Anselme Selosse, le bâtisseur de cathédrales
Une contribution du 'Crétois'...
Il est des rencontres qui marquent de jalons solidement plantés le parcours initiatique d’un amoureux du vin. Ces dégustations avec des vignerons pour lesquels on aimerait changer les règles de l’orthographe, afin d’écrire ce mot magique avec un v majuscule, nous envoient aux frontières de continents inexplorés.
Je souhaiterais citer trois géants de la viticulture française : Pierre Overnoy, Alain Labet et Anselme Selosse. Pierre, Monsieur Overnoy, explique la qualité de ses vins par le hasard et la nécessité. N’ayant pas de charge de famille, il a pu contrairement à d’autres, s’attacher à la qualité du vin et non à sa rentabilité. Modestie de cet homme d’exception, dont la bonté et la grandeur d’âme émanent de ses propos.
Dans la même région, à distance de Pupillin, un pédagogue-né exerce son art à Rotalier. Alain Labet, en décrivant les caractéristiques de ses parcelles de chardonnay (Les Varrons, La Beaumette, En Chalasse, La Bardette, Le Montceau) dans le même temps que la dégustation de ses vins, rend limpide les différences organoleptiques dues au terroir.
Anselme Selosse enfin, livre dans ses vins, puisqu’il faut bien appeler le champagne un vin, la quintessence de sa pensée. Mais en tant qu’amateur, j’ai du mal à relier son discours au résultat que l’on trouve dans le verre, à comprendre comment, d’une vigne enchâssée dans un terroir calcaire, surgit la magie d’un vin unique, ou plus exactement de vins, chacun unique. Leur origine, Avize, Oger et Cramant[1], avant l’apparition de la cuvée Contraste, ne permet pas d’interpréter la transmutation réalisée par l’alchimiste Anselme. Avec le maître Anselme, on entre en religion, avec ses mystères, au sens antique de culte religieux secret auquel n’étaient admis que ses initiés. Et effectivement, on parle de ses disciples, Jérôme Prévost, Olivier Collin ou encore Alexandre Chartogne – Jean, Pierre, Paul et les autres – prosélytes œuvrant sur de moins nobles terroirs.
Le 19 mars 2004, j’eus le privilège d’aller communier chez Anselme Selosse, en compagnie d’El Degustator et du chirurgien des légumes.
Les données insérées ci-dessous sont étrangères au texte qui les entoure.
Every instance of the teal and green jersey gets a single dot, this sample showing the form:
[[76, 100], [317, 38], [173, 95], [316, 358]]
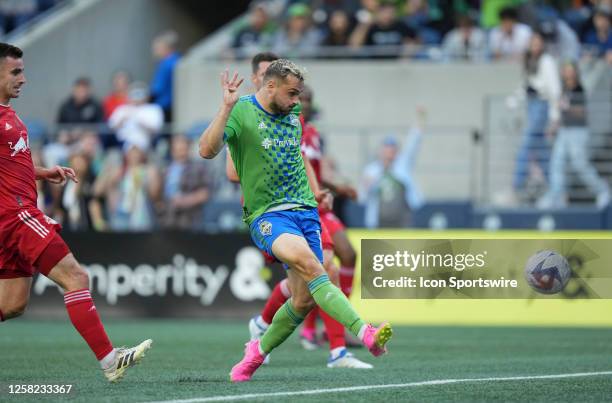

Communion plus agréable que celle vécue maintes fois durant sa jeunesse par El Degustator qui, aujourd’hui, préfère mettre en bouche une VO plutôt que du pain azyme ! Lors de la dégustation de la cuvée Substance, j’eus l’impression d’une cathédrale, avec une base large et solide et une verticalité infinie. Avec justesse et c’est ce que je ressentais aussi, Anselme ajouta qu’à la surface de cette structure verticale se déclenchaient de multiples petites explosions à tous les étages.
Alors, le dégustateur finit par croire que ces vins d’exception relèvent d’une logique divine. Et comme dans ce texte tout se rapporte au domaine religieux, la seule conclusion possible est la suivante : Anselme Selosse est un bâtisseur de cathédrales, oui, mais dans le style gothique flamboyant.